1. Before adding a site, search to make sure that site is not already entered in the database. 2. Search for the site given latitude and longitude If an institution name or city and state are given, try to locate the site on Google Maps If a site name is given, try to locate the site using a combination of Google and Google Maps If latitude and longitude are given in the paper, search by lat and lon, which will return all sites within $\pm$ 1 degree lat and long. If an existing site is plausibly the same site as the one mentioned in the paper, it will be necessary to check other papers linked to the existing site. Use the same site if the previous study uses the exact same location and experimental setup. Create a new site if the study was conducted in a different field (i.e., not the exact same location). Create a new site if one study was conducted in a greenhouse and another was conducted in a field. Do not use distinct sites for seed source in a common garden experiment (see ’When not to enter a new site’ below) 3. To use an existing site, click Edit for the site, and then select current citation under Add Citation Relationships 4. If site does not exist, add a new site. Attributes of a site record Descriptors
Additional Notes
Site Name
Site identifier, sufficient to uniquely identify the site within the paper
City
Nearest city
State
State, if in the US
Country
Country
Longitude
Decimal Form. For conversion see the equation in table 9
Latitude
Decimal Form. For conversion see the equation in table 9
Greenhouse
TRUE if plants were grown in a greenhouse, growth chamber or pots.
Soil
By percent clay, sand, and silt if given
SOM
Soil organic matter (% by weight)
MAT
Mean Annual Temperature (°C)
MAP
Mean Annual Percipitation (mm)
MASL
Elevation (meters above sea level, m)
Notes
Site Details not included above
Soil Notes
Soil details not included above
Rooting Zone Depth
Measured in Meters (m)
Depth of Water Table
Measured in Meters (m)
5. Do not enter a new site When plants (or seeds) are collected from multiple locations and then grown in the same location, this is called 'common garden experiment'. In this case, the location of the study is included as site information. Information about the seed source can be entered as a distinct cultivar.
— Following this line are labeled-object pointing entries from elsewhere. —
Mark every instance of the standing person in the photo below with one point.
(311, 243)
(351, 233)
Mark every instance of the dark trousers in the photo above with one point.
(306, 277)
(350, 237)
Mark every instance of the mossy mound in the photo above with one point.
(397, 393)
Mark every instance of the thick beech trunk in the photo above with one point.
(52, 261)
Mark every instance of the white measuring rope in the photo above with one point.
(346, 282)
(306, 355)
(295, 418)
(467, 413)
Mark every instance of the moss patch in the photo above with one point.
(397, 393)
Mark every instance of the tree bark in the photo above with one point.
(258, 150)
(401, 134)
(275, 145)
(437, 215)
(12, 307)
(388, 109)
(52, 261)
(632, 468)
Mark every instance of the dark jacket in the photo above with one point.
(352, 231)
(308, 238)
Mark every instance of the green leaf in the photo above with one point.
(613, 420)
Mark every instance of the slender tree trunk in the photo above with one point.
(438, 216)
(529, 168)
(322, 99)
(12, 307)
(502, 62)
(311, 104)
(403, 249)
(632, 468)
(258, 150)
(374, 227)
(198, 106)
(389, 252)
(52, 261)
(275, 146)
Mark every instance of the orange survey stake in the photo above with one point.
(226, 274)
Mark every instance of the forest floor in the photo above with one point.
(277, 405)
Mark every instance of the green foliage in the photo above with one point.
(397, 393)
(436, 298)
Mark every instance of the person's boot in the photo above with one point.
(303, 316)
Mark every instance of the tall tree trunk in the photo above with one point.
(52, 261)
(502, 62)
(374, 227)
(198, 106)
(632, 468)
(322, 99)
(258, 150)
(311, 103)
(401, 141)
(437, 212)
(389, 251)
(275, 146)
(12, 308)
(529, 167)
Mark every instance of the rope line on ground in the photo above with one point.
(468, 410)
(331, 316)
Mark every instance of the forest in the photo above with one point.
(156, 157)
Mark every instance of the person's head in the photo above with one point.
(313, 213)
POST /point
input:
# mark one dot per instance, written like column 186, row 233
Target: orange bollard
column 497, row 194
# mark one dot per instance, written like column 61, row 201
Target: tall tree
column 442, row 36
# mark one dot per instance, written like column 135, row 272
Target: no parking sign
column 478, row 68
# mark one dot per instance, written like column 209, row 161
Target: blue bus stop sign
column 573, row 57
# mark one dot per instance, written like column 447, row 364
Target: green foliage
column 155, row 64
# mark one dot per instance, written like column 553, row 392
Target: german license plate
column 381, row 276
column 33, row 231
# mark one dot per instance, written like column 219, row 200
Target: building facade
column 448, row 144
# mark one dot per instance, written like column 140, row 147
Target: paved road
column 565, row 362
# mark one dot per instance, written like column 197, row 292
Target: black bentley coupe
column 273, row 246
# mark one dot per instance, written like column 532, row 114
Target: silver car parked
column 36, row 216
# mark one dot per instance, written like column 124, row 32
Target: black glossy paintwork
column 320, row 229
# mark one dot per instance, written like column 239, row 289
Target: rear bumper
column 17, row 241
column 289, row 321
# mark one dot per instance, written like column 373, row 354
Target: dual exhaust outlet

6.1 Site Location If latitude and longitude coordinates are not available, it is often possible to determine the site location based on the site name, city, and other information. One way to do this would be to look up a location name in Google Maps and then locate it on the embedded map. Google Maps can provide decimal degrees if the LatLng feature is enabled, which can be done here. Google Earth can be particularly useful in locating sites, along with their coordinates and elevation. Alternatively, the site website or address might be found through an internet search (e.g. Google). Use Table ??? to determine the number of significant digits to indicate the level of precision with which a study location is known. Table ??? Level of accuracy to record in lat and lon fields. Location Detail
Degree Accuracy
City
0.1
Mile
0.01
Acre
0.001
10 Meters
0.0001
Figure 2. Adding a new site
7 Adding Treatments and Managements 7.1 Treatments Treatments provide a description of a study’s treatments. Any specific information such as rate of fertilizer application should be recorded in the managements table. In general, managements are recorded when Yield data is collected, but not when only Trait data is collected. When not to use treatment: predictor variables that are not based on distinct managements, or that are distinguished by information already contained in the trait (e.g. site, cultivar, date fields) should not be given distinct treatments. For example, a study that compares two different species, cultivars or genotypes can be assigned the same control treatment; these categories will be distinguished by the species or cultivar field. Another example is when the observation is made at two sites: the site field will include this information. A treatment name is used as a categorical (rather than continuous) variable: it should be easy to find the treatment in the paper based on the name in the database. The treatment name does not have to indicate the level of treatment used in a particular treatment - this information will be included in the management table. It is essential that a control group is identified with each study. If there is no experimental manipulation, then there is only one treatment. In this case, the treatment should be named 'observational' and listed as control. To determine the control when it is not explicitly stated, first determine if one of the treatments is most like a background condition or how a system would be in its non-experimental state. In the case of crops, this could be how a farmer would be most likely to treat a crop. Name: indicates type of treatment; it should be easy for anyone with the original paper to be able to identify the treatment from its name. Control: make sure to indicate if the treatment is the study 'control' by selecting true or false Definition: indicates the specifics of the treatment. It is useful for identification purposes to use a quantified description of the treatment even though this information can only be used for analysis when entered as a management.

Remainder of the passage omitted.